What the software was supposed to do – automate a repetitive process using a combination of API calls and the like – ended up being something it was not at all good at. Queue it up to do that once, find that it shuts down, you need to restart.
Our email to the company: Help, please.
Their response: Try again, it works fine for us.
2. Product still breaks, proves ineffective.
Still has us puzzled, as we’ve tried all the recommended tweaks. Manual is not much help – in fact, the manual looks like it was written for a different process altogether.
Our email: We’d like a refund, please.
Their response: Well, we’ve had to change the product entirely. Please try the new version. Download here.
3. New Product is for something entirely different.
Imagine you order a mobile phone. After learning that the mobile phone doesn’t work, you send it back to the company and ask for a new phone. In return, they send you an extension cord.
That’s the best analogy. This thing is not gonna work for us, not what we ordered, and really would be a waste of our time here at HQ.
Our email: Please for the love of Mike give us a refund.
Their response: Hold on, we’re going to give you complimentary “coaching” that only “members” pay for.
4. The complimentary “coaching”? Send us an email. No more than one email per day. We’ll respond as soon as we can.
I “get” coaching. I think it’s a really valuable exercise. I have interviewed people who could potentially be coaches to the team here at Area 224, and to me personally. BUT, in all honesty…I’m not interested in coaching around a product that has changed drastically since I purchased it.

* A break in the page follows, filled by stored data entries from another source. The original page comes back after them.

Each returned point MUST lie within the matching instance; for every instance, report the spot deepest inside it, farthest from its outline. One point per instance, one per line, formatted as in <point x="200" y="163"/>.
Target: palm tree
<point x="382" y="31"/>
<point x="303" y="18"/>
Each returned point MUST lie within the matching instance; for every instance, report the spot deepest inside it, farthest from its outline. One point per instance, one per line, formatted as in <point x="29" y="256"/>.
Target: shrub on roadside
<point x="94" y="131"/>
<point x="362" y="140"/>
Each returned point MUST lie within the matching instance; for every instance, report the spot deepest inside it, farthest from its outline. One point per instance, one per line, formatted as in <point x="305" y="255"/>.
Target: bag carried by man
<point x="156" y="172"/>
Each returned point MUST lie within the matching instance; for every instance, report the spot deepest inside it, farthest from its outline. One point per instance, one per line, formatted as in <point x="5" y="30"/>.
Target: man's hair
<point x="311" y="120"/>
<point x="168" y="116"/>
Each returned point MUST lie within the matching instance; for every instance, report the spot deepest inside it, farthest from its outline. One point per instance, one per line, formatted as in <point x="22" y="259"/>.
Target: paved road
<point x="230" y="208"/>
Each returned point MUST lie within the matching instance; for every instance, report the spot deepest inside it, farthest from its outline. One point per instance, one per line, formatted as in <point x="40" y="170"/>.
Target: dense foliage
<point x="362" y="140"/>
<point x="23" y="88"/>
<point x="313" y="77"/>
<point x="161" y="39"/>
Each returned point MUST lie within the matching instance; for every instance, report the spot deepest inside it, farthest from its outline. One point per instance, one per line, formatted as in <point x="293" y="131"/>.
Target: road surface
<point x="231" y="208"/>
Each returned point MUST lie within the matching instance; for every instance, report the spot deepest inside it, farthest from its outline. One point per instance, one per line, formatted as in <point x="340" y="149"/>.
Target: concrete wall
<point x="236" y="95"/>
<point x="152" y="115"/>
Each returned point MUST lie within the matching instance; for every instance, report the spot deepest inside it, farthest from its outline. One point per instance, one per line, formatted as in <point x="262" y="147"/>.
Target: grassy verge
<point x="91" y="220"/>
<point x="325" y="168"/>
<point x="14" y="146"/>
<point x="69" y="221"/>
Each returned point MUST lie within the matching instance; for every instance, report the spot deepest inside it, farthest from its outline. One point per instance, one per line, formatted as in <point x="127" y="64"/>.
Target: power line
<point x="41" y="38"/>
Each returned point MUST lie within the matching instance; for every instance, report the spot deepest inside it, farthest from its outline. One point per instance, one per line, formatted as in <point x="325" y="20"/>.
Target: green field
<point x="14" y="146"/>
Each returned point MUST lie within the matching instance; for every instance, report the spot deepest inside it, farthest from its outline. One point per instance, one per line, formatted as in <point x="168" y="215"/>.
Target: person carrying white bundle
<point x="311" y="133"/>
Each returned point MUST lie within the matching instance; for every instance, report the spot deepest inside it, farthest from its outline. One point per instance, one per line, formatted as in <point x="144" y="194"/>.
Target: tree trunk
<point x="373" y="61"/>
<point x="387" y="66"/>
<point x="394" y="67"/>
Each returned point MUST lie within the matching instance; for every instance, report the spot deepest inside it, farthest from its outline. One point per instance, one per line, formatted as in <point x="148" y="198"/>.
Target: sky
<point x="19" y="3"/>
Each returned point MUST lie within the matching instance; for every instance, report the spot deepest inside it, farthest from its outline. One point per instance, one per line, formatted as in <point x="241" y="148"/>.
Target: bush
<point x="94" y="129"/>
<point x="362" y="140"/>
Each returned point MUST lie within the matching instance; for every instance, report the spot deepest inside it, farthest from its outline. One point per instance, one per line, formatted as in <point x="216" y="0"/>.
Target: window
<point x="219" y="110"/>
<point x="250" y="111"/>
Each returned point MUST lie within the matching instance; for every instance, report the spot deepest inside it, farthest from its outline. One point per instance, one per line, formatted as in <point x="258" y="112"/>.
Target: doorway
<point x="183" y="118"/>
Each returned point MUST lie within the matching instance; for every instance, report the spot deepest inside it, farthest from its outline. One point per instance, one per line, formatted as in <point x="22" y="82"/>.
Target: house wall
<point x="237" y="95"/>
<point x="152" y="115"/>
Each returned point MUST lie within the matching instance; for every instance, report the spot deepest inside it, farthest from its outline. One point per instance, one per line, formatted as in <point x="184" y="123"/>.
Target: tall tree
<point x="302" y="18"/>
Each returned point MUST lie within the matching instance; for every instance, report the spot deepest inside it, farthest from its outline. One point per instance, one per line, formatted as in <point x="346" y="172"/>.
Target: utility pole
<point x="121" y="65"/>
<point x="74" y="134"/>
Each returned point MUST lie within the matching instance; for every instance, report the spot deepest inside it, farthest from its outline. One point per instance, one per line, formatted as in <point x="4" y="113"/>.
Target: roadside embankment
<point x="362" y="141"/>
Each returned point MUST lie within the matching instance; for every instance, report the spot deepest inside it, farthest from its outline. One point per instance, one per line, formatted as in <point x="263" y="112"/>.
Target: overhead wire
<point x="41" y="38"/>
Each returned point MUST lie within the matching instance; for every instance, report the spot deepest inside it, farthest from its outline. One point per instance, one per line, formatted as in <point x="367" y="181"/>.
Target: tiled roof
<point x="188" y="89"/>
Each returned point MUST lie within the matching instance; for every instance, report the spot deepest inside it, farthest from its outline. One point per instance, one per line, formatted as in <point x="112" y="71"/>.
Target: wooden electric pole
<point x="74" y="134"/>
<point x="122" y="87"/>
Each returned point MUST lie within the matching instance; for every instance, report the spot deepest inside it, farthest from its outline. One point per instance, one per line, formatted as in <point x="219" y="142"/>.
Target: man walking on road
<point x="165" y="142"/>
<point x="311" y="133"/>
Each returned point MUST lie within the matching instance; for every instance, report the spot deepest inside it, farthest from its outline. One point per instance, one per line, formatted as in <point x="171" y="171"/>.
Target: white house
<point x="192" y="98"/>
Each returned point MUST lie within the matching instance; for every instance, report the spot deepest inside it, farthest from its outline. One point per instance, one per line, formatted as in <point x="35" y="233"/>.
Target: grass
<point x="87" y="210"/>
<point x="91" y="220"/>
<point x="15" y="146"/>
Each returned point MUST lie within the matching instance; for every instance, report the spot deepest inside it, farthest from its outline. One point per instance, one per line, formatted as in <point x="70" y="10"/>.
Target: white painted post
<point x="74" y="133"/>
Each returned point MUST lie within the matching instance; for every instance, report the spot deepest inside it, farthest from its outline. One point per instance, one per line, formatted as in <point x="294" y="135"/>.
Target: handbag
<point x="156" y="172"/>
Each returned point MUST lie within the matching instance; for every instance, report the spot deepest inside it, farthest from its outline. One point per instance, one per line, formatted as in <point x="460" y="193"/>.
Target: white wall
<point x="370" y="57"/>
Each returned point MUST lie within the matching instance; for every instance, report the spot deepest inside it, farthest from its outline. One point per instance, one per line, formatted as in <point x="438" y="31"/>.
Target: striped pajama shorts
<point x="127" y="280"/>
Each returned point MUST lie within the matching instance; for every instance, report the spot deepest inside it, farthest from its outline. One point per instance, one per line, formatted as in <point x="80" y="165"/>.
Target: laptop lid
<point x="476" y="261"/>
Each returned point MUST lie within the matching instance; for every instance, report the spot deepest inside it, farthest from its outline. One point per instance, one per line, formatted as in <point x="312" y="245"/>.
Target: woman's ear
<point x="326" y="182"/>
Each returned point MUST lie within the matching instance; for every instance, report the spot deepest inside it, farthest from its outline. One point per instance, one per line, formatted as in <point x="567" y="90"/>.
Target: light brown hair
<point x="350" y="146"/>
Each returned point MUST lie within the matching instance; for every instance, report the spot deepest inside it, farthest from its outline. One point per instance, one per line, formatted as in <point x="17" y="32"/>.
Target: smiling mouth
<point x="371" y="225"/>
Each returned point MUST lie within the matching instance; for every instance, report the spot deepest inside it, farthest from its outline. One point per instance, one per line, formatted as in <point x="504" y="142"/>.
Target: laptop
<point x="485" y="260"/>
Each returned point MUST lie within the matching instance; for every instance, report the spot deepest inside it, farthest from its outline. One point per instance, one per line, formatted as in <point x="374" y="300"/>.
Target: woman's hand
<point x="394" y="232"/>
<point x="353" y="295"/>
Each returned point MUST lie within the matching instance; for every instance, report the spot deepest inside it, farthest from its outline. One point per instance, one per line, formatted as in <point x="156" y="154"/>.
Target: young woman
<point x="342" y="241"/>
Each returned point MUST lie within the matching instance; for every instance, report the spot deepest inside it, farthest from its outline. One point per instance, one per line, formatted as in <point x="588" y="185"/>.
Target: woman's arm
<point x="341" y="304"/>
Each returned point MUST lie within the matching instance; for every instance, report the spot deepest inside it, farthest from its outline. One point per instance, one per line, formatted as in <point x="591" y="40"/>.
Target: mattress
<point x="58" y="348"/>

Our email: We’re done here. Please send us a refund.
Their response: ?
We’re giving them one last benefit of the doubt, and we’ll post the update once we get it. BUT…
We talked earlier this week about The Free Line. In this case, even if this were a “Free” product, there is no value exchange. Brand, Product, Value, Experience – all of that is absolutely horrible.
If you’re in the business of selling stuff, or giving away free stuff, or whatever your business is: are you focusing so much on the “upsell” that you forget to add value?
Maybe – FREE or $39 – the focus needs to be on making it insanely valuable – so that the “upsell” is easy.